Das Buch ist in sechs thematische Blöcke gegliedert. Im ersten Kapitel schildert Harp anhand des Hotelgewerbes und des Wohnungsmarkts den Wandel des Tourismus von den langen Winteraufenthalten zahlungskräftiger Eliten hin zum Strandurlaub der Massen in den Sommermonaten. Zum Touristenansturm hinzu kam die wachsende Zahl von Zweit- und Alterswohnsitzen, unter anderem der ehemaligen Siedler aus Nordafrika, die zu einer Preissteigerung auf dem Immobilienmarkt und zu einem Prozess der Gentrifizierung führte, der Konflikte mit den Einheimischen auslöste. Noch prekärer als die Lage der lokalen Bevölkerung und der pieds noirs war die Situation der eingewanderten nordafrikanischen Arbeiter, die von der lokalen Bevölkerung, den Behörden und der Presse diskriminiert wurden. Harps stellt fest: „The colonial color line held fast in the postcolonial metropole.“ (S. 38) Seine Analyse der (post-)kolonialen Dimension der Geschichte der Nachkriegs-Riviera vertieft Harp in Kapitel zwei über Hausbesetzungen und Slums, sogenannten bidonvilles, vor allem am Beispiel des größten Slums Nizzas, dem Digue des Français, und des sozialen Wohnungsbauunternehmens Sonacotra. Die Diskriminierung durch Behörden und lokale Presse erfolgte in der Sprache des Empire, die einen Entwicklungsvorsprung der Metropole über die Kolonien postulierte.
Im zweiten Teil des Buches thematisiert der Autor die Auswirkungen des Wandels des Kulturverständnisses von Meer und Strand. Die touristische Nachfrage nach einem sauberen Meer und Strand stand in Konflikt mit der Praxis, Abwasser und Abfälle ins Meer zu leiten. Dies verschärfte sich mit der stark steigenden Touristenzahl, die für immer höheren Wasserverbrauch, mehr Abwasser und Müll sorgte. Neben Umweltproblemen führte die Entwicklung des Tourismus zu Strandaufschüttungen, technischen Verfahren zur Wasseraufbereitung wie der Ozonisierung und zur Räumung von Slums. Der Tourismus und Maßnahmen im Zuge von Tourismus führten immer wieder zu Konflikten mit verschiedenen Teilen der Bevölkerung. Neben der erhöhten Wassernachfrage stießen vor allem Pläne zum Umbau oder Neubauten von Jachthäfen auf Kritik.

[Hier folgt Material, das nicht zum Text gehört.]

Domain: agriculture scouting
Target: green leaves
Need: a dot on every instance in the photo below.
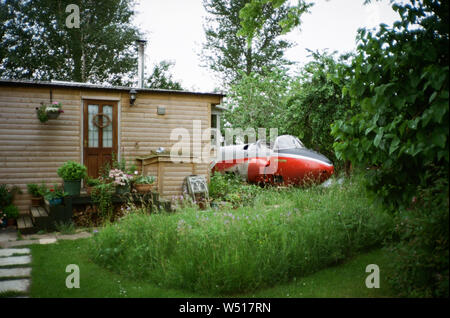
(401, 80)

Der dritte Teil des Buches behandelt mit dem Bau und den Erweiterungen des Flughafens Nizza sowie dem Automobilverkehr das Thema Mobilität. Entscheidungen aus Wirtschaft und Politik, beispielsweise Straßenbauprojekte und die Räumung des Slums am Flughafen, wurden vor allem im Interesse von Touristen und Autofahrern getroffen. Die Kritik der Anwohner und Touristen richtete sich vor allem gegen die Lärmbelästigung und Anarchie im Straßenverkehr. Anschaulich liefert der Autor anhand des Autoverkehrs weitere Argumente für seine These, dass der Massentourismus sich selbst bedrohte.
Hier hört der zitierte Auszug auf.